The Board has expanded the endemic area for Chronic Wasting Disease (CWD) in the state again this year based on information from the Minnesota Department of Natural Resources on CWD positive wild deer harvested or found dead during the 2021 fall hunting season. From this data, the Board establishes the endemic area boundary 15 miles around all confirmed cases of CWD in the wild. The endemic area also includes all of Houston County as most of the county was within 15 miles of a confirmed case of CWD in the wild including a CWD positive wild deer harvested in Vernon County, Wisconsin on the border with Minnesota. The map linked below depicts the perimeter of the endemic area in Minnesota.

Map of Minnesota's CWD endemic areas

Beltrami County CWD Investigation Update

A farm in Kanabec County that supplied deer to the CWD positive farm in Beltrami County depopulated its entire herd late last year and has received CWD results. A total of 110 animals from the Kanabec County herd were tested for CWD and no CWD was detected in tissues from these animals. The Board is verifying the herd inventory and plans to release the quarantine in the coming weeks because no CWD was detected in the herd and no deer remain on site.
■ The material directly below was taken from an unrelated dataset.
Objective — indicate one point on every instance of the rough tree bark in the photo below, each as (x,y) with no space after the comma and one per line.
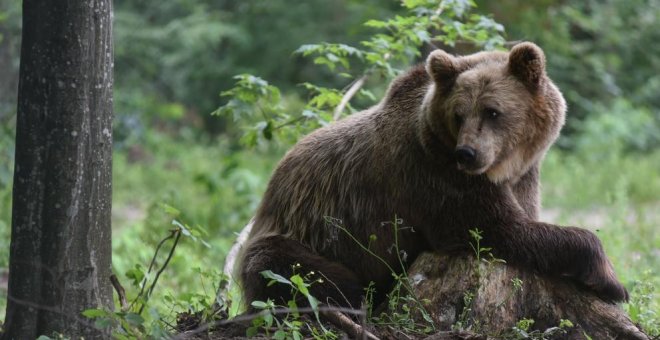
(497,305)
(60,256)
2022 veterinary clinic updates

What's new at your clinic this year? We need to know to keep our database up to date and accurate. Have you had any of the following happen recently?

  • New veterinarians at your clinic?
  • New location?
  • New email addresses for the clinic or veterinarians?
  • New clinic website?

Let us know by completing our online veterinary clinic update form. If you lose the link to the form you can always find it on our homepage under the "Veterinarians" tab or by searching our site for "Veterinary Clinic Update."

Upcoming Board Meeting February 1

The Board's first quarterly meeting of 2022 will be held on Tuesday, February 1, 2022. The current agenda is outlined below and is also posted on our website.

The meeting will be available remotely on Microsoft Teams.


Start time 9:30 a.m.

Dean Compart
Call meeting to order
Notice of Meeting
Approval of Minutes from September 15, 2021 
Approval of Minutes from December 8, 2021
Approval of Agenda

Beth Thompson
Board of Animal Health Update

Michelle Medina
Legislative Update

Stephan Schaefbauer
USDA Update

Laura Molgaard
College of Veterinary Medicine Update

Tracy Nichols
Genetics and Farmed Cervid CWD Resistance

Jerry Torrison
Veterinary Diagnostic Laboratory Update

Linda Glaser, Annie Balghiti
Farmed Cervid Program Update

Michelle Carstensen
DNR/CWD in the Wild Update

Courtney Wheeler
Update on Task Force on Zoonotic Disease and Traceability in Companion Animals

Dale Lauer
Poultry Update

Joni Scheftel

*Agenda subject to change prior to meeting.